Scène II

Pleirante, Célidée

Pleirante
Ne pense plus, ma fille, à me cacher ta flamme ;

N’en conçois point de honte, et n’en crains point de blâme :

Le sujet qui l’allume a des perfections

Dignes de posséder tes inclinations ;

Et pour mieux te montrer le fond de mon courage,

J’aime autant son esprit que tu fais son visage.

Confesse donc, ma fille, et crois qu’un si beau feu

Veut être mieux traité que par un désaveu.

Célidée
Monsieur, il est tout vrai, son ardeur légitime

A tant gagné sur moi que j’en fais de l’estime ;

J’honore son mérite, et n’ai pu m’empêcher

De prendre du plaisir à m’en voir rechercher ;

J’aime son entretien, je chéris sa présence :

Mais cela n’est enfin qu’un peu de complaisance,

Qu’un mouvement léger qui passe en moins d’un jour.

Vos seuls commandements produiront mon amour ;

Et votre volonté, de la mienne suivie…

Pleirante
Favorisant ses vœux, seconde ton envie.

Aime, aime ton Lysandre ; et puisque je consens

Et que je t’autorise à ces feux innocents,

Donne-lui hardiment une entière assurance

Qu’un mariage heureux suivra son espérance ;

Engage-lui ta foi.
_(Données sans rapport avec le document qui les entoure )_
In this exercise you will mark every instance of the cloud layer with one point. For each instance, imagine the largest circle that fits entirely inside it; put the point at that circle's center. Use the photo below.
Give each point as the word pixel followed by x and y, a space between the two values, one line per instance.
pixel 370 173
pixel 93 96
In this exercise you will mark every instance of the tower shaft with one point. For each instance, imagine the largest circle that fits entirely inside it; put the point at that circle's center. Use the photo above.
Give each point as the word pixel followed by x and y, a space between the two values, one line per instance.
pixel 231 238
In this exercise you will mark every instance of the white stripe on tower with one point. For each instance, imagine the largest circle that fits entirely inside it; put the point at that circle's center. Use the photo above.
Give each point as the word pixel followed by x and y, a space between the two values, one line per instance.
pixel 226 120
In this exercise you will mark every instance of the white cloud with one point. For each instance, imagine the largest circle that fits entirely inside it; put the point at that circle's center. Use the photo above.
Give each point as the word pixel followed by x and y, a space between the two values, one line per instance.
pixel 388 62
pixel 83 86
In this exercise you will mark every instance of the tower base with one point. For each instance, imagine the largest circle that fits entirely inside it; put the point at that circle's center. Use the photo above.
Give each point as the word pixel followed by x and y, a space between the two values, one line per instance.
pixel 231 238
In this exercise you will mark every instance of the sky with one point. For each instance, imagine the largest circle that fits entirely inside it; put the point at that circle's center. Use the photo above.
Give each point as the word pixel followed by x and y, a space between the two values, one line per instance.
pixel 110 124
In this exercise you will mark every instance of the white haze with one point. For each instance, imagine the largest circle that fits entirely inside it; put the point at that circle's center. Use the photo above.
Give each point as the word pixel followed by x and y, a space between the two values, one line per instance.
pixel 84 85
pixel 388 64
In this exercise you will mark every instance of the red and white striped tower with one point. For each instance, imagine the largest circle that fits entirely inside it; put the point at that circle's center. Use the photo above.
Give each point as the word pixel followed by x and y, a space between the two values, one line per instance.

Mais j’aperçois venir

Quelqu’un qui de sa part te vient entretenir.

Ma fille, adieu : les yeux d’un homme de mon âge

Peut-être empêcheraient la moitié du message.

Célidée
Il ne vient rien de lui qu’il faille vous celer.

Pleirante
Mais tu seras sans moi plus libre à lui parler ;

Et ta civilité, sans doute un peu forcée,

Me fait un compliment qui trahit ta pensée.